There’s a similar spaciousness, tinged with awe, in Mozart’s E flat major music, particularly the pieces he wrote with Masonic connections, such as the Piano Concerto K482 and the Magic Flute (three is a significant number for Masons, thus the use of a key with three flats).
Surely the most spacious and mighty of all these E flat major pieces is to be found in Wagner. His mighty Ring cycle begins with several minutes of unblemished E flat major harmony.

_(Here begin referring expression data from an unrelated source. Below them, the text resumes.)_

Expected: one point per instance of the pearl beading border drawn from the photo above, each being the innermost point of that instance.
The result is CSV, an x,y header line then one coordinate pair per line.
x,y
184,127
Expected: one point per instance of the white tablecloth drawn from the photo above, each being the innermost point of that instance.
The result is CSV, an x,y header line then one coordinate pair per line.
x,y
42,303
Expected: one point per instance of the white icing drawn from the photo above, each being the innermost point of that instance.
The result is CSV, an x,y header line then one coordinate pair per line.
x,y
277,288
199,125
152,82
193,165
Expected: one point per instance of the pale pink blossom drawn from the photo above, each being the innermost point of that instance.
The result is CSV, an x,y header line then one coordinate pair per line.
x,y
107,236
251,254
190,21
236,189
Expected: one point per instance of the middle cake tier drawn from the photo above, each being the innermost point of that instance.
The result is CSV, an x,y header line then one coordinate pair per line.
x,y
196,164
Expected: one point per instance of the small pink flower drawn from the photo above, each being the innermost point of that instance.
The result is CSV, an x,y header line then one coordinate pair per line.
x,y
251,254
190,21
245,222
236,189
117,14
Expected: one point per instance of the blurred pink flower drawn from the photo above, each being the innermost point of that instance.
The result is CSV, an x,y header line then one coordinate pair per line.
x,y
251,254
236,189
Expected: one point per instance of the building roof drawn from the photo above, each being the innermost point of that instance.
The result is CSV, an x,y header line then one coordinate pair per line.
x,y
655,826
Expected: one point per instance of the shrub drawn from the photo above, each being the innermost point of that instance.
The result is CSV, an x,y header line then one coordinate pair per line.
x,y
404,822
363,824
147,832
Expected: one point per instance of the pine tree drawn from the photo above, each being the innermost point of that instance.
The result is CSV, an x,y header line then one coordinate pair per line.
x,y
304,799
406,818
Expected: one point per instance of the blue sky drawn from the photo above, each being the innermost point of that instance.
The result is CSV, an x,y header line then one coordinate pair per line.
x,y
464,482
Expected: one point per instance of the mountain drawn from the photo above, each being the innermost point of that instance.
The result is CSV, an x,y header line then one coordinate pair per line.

The great philosopher Heraclitus remarked that ‘when taken to extremes, opposites meet,’ and that’s certainly the case with keys. Pursue the circle of keys to the maximum distance from ‘homely’ C major in either direction, and you find yourself at a point when ‘sharpness’ and ‘flatness’ do actually meet.
A key that has this curious ambiguity is the one that begins on the note C sharp. C sharp major has seven sharps, and is so rare that it’s hard to ascribe much character to it – though there is perhaps a peculiar magical brightness in pieces such as Transports Op. 63 by Charles-Valentin Alkan, the slow movement of Poulenc’s Two-Piano Sonata and ‘Ondine’ from Ravel’s haunting Gaspard de la nuit.
The really extraordinary thing is that when composers spell this key as D flat major (rather than C sharp major), a completely different kind of music emerges – spacious and mysteriously serene, as in the slow movement of Beethoven’s ‘Appassionata’ Sonata and Chopin’s D flat major Nocturne.
Most music is written in sensible keys with only a few sharps or flats, partly to avoid the fatigue of complicated key signatures. But this distance and awkwardness seems to go hand-in-hand with expressive oddity.
There’s a parallel with human character. Madmen and geniuses live at a higher pitch of intensity than ‘normal’ people, but they lack the wide middle ground of feeling. So it is with keys. The remote ones come across as slightly pathological, and therefore of limited use.
A good example is E flat minor, sometimes encountered in its alternative ‘spelling’ of D sharp minor. Charpentier described it as ‘horrible, frightful,’ and Christian Schubart said it evoked ‘Feelings of the anxiety of the soul’s deepest distress, of brooding despair, of blackest depression, of the most gloomy condition of the soul.’
Russian composers seem to favour this strange region. It’s the key of (among others) Prokofiev’s Sixth Symphony and Rachmaninov’s famous Elegie Op. 3 No. 1, and it also gives the opening of Part Two of Mahler’s 8th Symphony a strange colour.